It's day 15 of TTC cycle 2 and this month I thought I'd try temping. Of course when I say this I mean my version on temping because there's no way I ever get 3 hours of sleep before I wake up and also I've been on holidays this past week so I've been sleeping in too. I've never actually temp'd before and have always just assumed I ovulate on day 14 so with how I've been feeling about how long it'll take to get pregnant I figured I'd arm myself with as much knowledge as possible. I think it showed that I ovulated yesterday as expected since my temps from day 1-14 have been ranging between 96.4-96.7 and this morning was 97.2.

I'm not feeling confident about getting pregnant this cycle. We've done the every second day thing since day 11 but I just feel like this isn't our month. I don't know why but I still have this feeling that it'll take a while and I'm at peace with that. On day 1 of this cycle I was a little disappointed but I reminded myself that I'd rather it take a bunch of cycles to get pregnant if it goes on to be a healthy pregnancy for both myself and our future baby. Maybe these feelings are just a way to keep my expectations low? Next cycle is the last one we'll have a good chance to TTC because the timing will be incredibly bad for cycles 4 and 5. There's pretty much no chance of getting pregnant those months. Either way I've got a healthy child at home with me to cuddle, kiss and shower with love. If she's all we're meant to have here with us then so be it. I'm incredibly grateful for Lauren. 

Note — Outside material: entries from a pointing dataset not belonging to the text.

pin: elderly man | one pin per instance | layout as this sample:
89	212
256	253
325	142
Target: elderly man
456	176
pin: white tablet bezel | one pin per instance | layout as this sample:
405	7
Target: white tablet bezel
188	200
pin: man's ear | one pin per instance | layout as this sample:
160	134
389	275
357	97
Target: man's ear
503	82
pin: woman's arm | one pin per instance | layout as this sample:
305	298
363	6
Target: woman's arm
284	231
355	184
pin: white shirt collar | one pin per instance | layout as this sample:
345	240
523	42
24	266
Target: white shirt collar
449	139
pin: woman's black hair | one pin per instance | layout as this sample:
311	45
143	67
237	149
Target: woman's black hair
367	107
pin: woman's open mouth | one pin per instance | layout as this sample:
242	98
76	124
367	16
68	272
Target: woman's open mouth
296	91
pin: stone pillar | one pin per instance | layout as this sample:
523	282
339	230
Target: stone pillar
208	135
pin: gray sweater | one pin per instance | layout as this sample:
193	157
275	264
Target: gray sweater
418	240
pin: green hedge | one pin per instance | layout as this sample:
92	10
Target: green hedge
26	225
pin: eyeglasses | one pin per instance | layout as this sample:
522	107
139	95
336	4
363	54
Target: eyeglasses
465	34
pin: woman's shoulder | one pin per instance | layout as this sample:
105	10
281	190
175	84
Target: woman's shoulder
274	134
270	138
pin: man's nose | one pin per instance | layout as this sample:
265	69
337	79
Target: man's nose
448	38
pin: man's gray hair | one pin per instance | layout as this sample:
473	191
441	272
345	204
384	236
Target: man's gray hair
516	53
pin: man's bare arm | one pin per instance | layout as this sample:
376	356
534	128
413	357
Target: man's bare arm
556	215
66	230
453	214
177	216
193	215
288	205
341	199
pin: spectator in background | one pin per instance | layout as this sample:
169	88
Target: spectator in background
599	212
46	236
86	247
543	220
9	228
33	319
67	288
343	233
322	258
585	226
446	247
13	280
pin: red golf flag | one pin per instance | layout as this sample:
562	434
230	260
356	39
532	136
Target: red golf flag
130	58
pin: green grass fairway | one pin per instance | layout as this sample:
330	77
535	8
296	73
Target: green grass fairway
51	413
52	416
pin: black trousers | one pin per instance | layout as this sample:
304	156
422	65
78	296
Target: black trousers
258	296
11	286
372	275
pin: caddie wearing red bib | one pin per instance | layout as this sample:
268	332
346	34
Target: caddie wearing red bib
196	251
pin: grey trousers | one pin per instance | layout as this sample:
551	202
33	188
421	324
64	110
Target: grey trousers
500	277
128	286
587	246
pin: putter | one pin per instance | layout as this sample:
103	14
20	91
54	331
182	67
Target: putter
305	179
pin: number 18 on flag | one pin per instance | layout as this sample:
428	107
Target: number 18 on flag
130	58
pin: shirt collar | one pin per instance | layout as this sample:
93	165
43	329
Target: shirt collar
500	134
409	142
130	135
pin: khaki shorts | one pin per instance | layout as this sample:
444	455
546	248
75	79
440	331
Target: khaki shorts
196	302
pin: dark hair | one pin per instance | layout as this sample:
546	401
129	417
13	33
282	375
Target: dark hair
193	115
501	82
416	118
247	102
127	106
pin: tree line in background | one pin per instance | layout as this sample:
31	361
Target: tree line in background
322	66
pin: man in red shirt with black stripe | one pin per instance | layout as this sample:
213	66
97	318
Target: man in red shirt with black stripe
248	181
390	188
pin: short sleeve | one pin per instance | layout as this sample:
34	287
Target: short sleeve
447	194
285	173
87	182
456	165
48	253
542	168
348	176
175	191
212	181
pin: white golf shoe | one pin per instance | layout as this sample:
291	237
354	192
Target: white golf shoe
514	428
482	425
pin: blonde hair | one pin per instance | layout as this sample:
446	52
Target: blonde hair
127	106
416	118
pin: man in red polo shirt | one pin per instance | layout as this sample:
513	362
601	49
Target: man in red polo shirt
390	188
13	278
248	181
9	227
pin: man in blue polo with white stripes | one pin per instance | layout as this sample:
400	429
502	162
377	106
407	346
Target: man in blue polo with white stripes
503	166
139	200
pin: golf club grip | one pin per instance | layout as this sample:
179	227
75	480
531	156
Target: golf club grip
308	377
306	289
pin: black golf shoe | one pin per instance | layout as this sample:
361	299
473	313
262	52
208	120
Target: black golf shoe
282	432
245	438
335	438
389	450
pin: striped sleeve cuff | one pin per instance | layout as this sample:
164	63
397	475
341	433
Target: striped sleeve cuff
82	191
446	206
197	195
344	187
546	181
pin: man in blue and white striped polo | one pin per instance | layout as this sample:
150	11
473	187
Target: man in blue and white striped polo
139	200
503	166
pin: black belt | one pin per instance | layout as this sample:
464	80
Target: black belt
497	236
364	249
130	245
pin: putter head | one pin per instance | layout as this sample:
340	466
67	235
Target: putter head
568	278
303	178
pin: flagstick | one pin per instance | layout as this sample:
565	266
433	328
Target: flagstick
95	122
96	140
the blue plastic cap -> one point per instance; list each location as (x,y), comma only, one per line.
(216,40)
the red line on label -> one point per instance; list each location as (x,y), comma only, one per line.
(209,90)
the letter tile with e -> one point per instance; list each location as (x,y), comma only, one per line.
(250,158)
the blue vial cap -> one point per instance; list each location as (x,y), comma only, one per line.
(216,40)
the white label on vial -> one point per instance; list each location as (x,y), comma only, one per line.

Now onto Lauren! She's just turned 16 months and I don't see much baby left in her. I thought we'd be on the way to being potty trained by now but she seems to have regressed. A few months ago all she wanted to do was sit on the potty and would start to cry when you made her get off. Now it's the opposite. She still comes up and lets us know she need to go "pee pee" (we've just started getting her to say poo) but she refuses to go sit on the potty and by the time I struggle with her to get on she's already gone. The only consistent time she goes on the potty is first thing in the morning. In fact this morning her night diaper was bone dry and 10 minutes after waking up she looked at me said "pee pee" then "potty" and off we went were she peed straight away and a few minutes later pooped. I'm trying not to force this on her as I know 16 months is still very young to be potty trained so most days if she says she needs to go I'll just ask if she wants to go to the potty and if she says no I leave her for a few minutes then off we go for a change.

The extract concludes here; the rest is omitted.